Morphological traits such as plant growth habit, the shape and colour of prickles, leaflet shape and size, leaf serration and shape of stipules are the key features that are used to identify species at the taxonomic level but some of the accessions do not show typical characteristics of a particular species which may be due to out-crossing with other species and hence we need more tools to distinguish them. In an earlier study, we found type of stipule as the most important trait that distinguished 21 cultivated and 4 unknown wild Rosa species collected from Himalayan region of India (Gaurav et al. 2018). Different accessions of R. damascena did not show the specific characteristics of the species and same was the case for R. wichuriana group (Gaurav et al. 2018). Thus, morphological characters alone are not sufficient to study the genetic diversity or classification of a species like rose, which is an outcrossing species with complexity in ploidy levels.

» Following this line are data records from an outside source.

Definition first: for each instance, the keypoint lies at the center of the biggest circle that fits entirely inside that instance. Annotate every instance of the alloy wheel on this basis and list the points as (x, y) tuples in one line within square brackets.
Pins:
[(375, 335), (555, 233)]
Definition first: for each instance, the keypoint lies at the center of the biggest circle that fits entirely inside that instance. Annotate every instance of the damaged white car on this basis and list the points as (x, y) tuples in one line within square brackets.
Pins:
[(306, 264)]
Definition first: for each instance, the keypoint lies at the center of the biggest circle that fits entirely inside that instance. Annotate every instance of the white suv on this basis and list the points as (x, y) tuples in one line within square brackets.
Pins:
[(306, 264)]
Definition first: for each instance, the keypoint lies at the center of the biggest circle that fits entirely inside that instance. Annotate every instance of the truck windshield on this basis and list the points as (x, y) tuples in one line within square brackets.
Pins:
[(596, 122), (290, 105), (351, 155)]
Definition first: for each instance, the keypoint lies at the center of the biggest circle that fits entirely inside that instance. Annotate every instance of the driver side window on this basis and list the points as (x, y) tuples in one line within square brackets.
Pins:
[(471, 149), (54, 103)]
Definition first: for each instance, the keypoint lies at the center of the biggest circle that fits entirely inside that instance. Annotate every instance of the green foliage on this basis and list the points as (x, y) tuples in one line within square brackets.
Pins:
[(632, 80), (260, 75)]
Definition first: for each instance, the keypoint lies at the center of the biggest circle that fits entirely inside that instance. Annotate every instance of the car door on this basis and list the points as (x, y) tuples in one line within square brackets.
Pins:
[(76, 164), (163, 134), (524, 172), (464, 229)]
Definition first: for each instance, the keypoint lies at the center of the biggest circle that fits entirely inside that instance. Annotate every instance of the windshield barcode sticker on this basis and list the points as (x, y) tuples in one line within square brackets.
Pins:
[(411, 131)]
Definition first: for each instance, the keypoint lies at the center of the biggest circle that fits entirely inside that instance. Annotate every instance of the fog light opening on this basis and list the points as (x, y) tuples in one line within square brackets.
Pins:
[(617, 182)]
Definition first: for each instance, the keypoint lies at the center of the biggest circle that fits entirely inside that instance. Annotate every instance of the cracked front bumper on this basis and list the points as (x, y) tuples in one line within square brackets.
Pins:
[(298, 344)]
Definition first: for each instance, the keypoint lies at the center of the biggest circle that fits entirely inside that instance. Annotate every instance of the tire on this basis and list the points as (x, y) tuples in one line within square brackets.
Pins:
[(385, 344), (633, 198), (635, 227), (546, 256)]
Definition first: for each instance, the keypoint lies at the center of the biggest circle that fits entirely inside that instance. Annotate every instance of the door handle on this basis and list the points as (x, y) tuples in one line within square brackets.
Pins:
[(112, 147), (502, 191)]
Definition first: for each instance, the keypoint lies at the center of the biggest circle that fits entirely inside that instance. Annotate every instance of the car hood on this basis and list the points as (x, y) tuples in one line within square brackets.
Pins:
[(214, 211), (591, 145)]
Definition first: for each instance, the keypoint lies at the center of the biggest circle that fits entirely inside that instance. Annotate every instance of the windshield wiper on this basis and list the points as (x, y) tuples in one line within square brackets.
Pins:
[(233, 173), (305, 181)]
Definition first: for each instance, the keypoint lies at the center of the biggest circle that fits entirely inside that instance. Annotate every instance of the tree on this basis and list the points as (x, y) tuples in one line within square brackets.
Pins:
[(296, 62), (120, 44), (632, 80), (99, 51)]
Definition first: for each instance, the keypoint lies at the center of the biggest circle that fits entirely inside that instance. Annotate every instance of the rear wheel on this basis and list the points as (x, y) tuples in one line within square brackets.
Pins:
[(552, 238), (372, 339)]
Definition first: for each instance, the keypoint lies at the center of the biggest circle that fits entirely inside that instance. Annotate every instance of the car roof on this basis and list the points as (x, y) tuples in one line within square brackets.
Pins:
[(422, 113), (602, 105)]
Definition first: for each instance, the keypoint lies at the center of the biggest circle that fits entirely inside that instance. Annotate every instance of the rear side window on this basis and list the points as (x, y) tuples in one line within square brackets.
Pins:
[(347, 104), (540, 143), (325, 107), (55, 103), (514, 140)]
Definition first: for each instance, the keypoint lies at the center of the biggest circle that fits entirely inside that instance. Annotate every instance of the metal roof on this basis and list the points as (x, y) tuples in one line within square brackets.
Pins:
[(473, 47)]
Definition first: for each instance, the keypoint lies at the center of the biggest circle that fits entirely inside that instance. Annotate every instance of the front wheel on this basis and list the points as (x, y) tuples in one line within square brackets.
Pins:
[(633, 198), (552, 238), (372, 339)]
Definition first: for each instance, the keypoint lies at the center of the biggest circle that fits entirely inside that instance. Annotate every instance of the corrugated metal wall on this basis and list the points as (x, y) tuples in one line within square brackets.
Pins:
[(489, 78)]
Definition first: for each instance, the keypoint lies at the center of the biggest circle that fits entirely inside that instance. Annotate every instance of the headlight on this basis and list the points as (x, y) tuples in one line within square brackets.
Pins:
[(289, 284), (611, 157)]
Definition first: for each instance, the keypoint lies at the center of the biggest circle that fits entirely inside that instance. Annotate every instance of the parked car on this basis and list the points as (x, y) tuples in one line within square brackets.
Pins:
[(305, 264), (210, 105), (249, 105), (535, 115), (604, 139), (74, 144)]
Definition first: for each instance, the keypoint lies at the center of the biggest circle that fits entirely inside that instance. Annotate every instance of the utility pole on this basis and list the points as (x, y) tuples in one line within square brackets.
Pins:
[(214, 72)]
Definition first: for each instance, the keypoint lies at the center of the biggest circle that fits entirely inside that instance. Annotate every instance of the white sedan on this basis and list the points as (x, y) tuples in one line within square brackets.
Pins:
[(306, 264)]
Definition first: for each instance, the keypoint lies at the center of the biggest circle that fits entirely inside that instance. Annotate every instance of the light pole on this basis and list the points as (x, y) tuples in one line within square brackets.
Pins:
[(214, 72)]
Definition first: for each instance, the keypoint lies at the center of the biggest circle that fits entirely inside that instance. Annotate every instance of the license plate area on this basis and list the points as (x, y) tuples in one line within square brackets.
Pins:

In the 1990s, molecular markers were developed for rose cultivar identification and several of these such as RAPD, SSR and AFLP marker systems were used for identifying species relationships in Rosa. SSR markers have been developed in rose by many researchers for studying the diversity of rose varieties as well as species from across the world (Aparna et al. 2019; Babaei et al. 2007; Esselink et al. 2003; Hibrand-Saint Oyant et al. 2008; Kimura et al. 2006; Panwar et al. 2015a, b; Samiei et al. 2009; Scariot et al. 2006; Smulders et al. 2009; Zhang et al. 2006). However, very limited work has been done on diversity, conservation and utilization of rose species and varieties grown in India. Work related to morphological and molecular characterization was done by Kaul et al. (2009) in interspecific hybrids of R. damascena × R. bourboniana using AFLPs and RAPDs. Panwar et al. (2015a) used RAPDs and ISSRs for studying the Indian rose genotypes while Rai et al. (2015) used RAPDs in studying the wild species of rose. Singh et al. (2017) also used AFLP and RAPD markers to study the diversity in cultivated and introduced varieties and some wild species of rose. Still enough data is not available regarding different wild species of India. Hence, the present investigation was attempted on diversity analysis of rose species grown and available in India using SSR markers.

Materials and methods

Plant material

The experimental material for the current study consisted of 21 cultivated and four wild species (Rosa species 1-4) of the genus Rosa of family Rosaceae (Table 1). R. damascena was represented by three accessions and Rosa hybrida by two while the rest of the 19 species were represented by one accession each. The known cultivated 24 species which were collected from ICAR - National Bureau of Plant Genetic Resources (ICAR-NBPGR), Shimla, Himachal Pradesh and ICAR- IARI, regional station, Katrain, Himachal Pradesh were grown at ICAR - Indian Agricultural Research Institute (ICAR-IARI), New Delhi, for further studies. However, the four unknown wild species plants from Katrain could not be established at ICAR-IARI. The details of species along with accession number and source of collection are provided in Table 1.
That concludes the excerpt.